Prefeito anunciou ações para a área, como recapeamento de mais de 500 km de ruas e estudos para inovar tecnologicamente o bilhete único
O prefeito da capital Bruno Covas esteve nesta terça-feira no Terminal da Vila Prudente, inaugurado há um ano e meio pela sua gestão, onde destacou iniciativas e propostas para a mobilidade urbana na cidade.

Segundo Covas, a meta de implantação de corredores de ônibus foi batida com a participação de mais de 100 Km de corredores na cidade de São Paulo. “Renovamos também 40% da frota. Hoje, 100% da frota na cidade de São Paulo é acessível”, disse.

Covas informou, ainda, que mais 500 km de ruas serão recapeadas até o fim do ano, além de serem criadas mais 173 km de ciclovias e refeitos um milhão e 500 mil metros quadrados de calçadas, que “nesta gestão, deixaram de ser obrigação
do proprietário e passaram à gestão pública, até porque ⅓ dos deslocamentos na cidade são feitos a pé”, ressaltou.

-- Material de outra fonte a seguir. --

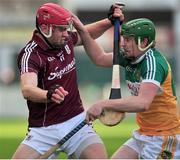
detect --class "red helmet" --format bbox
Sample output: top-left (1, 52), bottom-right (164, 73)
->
top-left (36, 3), bottom-right (71, 25)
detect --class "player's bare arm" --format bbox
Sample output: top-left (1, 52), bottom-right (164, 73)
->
top-left (76, 5), bottom-right (124, 45)
top-left (72, 15), bottom-right (112, 66)
top-left (21, 72), bottom-right (68, 103)
top-left (86, 82), bottom-right (159, 121)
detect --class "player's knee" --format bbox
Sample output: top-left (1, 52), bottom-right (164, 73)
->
top-left (80, 143), bottom-right (108, 159)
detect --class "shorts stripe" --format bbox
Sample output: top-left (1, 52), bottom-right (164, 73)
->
top-left (161, 136), bottom-right (177, 159)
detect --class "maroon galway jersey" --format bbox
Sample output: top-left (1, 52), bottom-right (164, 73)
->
top-left (18, 31), bottom-right (84, 127)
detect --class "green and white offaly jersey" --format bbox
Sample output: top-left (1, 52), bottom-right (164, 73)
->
top-left (120, 49), bottom-right (180, 135)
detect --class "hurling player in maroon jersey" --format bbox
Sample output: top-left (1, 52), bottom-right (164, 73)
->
top-left (13, 3), bottom-right (123, 159)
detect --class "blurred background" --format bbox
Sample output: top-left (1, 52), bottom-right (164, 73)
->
top-left (0, 0), bottom-right (180, 158)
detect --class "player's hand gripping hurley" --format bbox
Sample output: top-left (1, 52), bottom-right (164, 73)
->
top-left (99, 3), bottom-right (125, 126)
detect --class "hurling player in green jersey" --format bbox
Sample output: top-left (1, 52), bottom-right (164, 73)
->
top-left (86, 18), bottom-right (180, 159)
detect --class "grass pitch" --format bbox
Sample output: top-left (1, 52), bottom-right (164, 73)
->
top-left (0, 117), bottom-right (137, 159)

O prefeito informou também que novos contratos assinados pela prefeitura permitirão, no ano que vem, ampliar em 10% de quilômetros por onde passam ônibus na cidade, beneficiando o trabalhador no trajeto de casa até o trabalho.

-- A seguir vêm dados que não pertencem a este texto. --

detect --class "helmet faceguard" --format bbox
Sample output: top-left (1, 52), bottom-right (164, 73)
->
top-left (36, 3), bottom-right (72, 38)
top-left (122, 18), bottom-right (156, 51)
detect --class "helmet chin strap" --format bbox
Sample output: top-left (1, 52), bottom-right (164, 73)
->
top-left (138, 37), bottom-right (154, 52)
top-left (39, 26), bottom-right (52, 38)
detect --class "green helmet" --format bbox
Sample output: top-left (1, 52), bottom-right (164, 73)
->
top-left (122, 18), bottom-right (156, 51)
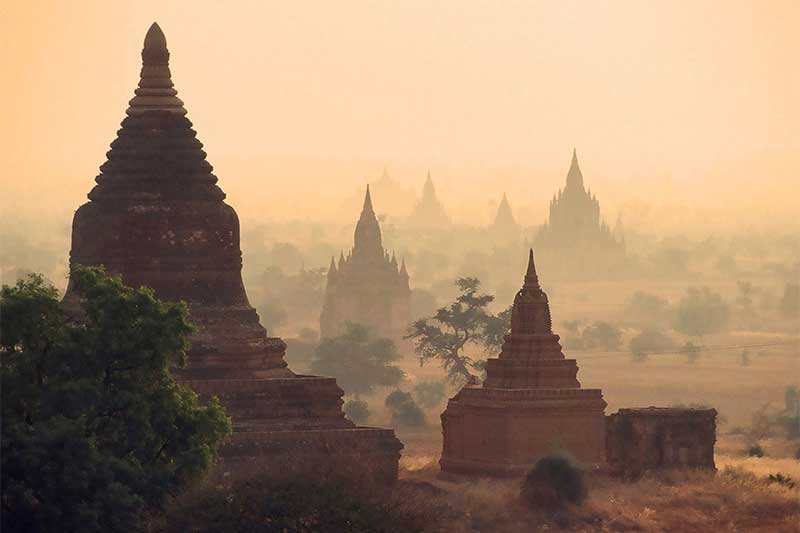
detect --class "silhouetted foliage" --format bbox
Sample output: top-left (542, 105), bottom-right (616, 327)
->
top-left (0, 268), bottom-right (231, 532)
top-left (384, 389), bottom-right (425, 427)
top-left (405, 278), bottom-right (502, 382)
top-left (310, 322), bottom-right (405, 398)
top-left (342, 400), bottom-right (370, 424)
top-left (414, 381), bottom-right (447, 408)
top-left (520, 454), bottom-right (588, 510)
top-left (746, 443), bottom-right (766, 457)
top-left (675, 287), bottom-right (731, 337)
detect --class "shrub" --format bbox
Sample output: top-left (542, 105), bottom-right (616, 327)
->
top-left (414, 381), bottom-right (447, 408)
top-left (520, 454), bottom-right (588, 509)
top-left (767, 472), bottom-right (795, 489)
top-left (343, 400), bottom-right (370, 424)
top-left (384, 389), bottom-right (425, 427)
top-left (746, 443), bottom-right (766, 457)
top-left (159, 478), bottom-right (441, 533)
top-left (675, 287), bottom-right (731, 337)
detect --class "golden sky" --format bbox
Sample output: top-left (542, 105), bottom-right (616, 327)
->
top-left (0, 0), bottom-right (800, 229)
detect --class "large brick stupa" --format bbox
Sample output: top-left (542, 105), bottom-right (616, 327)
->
top-left (440, 250), bottom-right (606, 475)
top-left (65, 24), bottom-right (402, 482)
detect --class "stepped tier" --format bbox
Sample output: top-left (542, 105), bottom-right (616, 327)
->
top-left (65, 24), bottom-right (402, 482)
top-left (439, 251), bottom-right (606, 476)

Serão mais 100 terminais de ônibus na cidade de São Paulo, e a implantação de nova centralidade que dará Direito de Laje para construção sobre e os atuais terminais de ônibus. O prefeito também declarou o valor da manutenção dos terminais de ônibus, R$ 50 milhões por ano.

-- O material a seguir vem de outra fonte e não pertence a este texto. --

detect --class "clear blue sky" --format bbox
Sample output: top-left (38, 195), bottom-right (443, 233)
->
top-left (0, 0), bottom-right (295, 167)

Entre as novas iniciativas na área de transporte público, Covas informou que estão em estudos novas opções tecnológicas para tornar mais rápida a recarga de bilhete único. O prefeito também anunciou a implantação de um sistema de embarcações na Billings unindo Cocaia à Pedreira.

Bruno Covas esclareceu a questão do atual investimento em subsídio do transporte público, que por conta da retração de usuários no período da pandemia, não pode ser reduzido.

“Este ano, pela primeira vez, teríamos redução de subsídios, no entanto, foi necessário aumentá-lo temporariamente para que as empresas não colocassem precipitadamente a frota nas ruas,
aumentando os riscos do sistema de transporte coletivo ser utilizado por mais pessoas, o que potencializaria o risco de contágio pela covid-19 em um momento decisivo da pandemia”, disse o prefeito.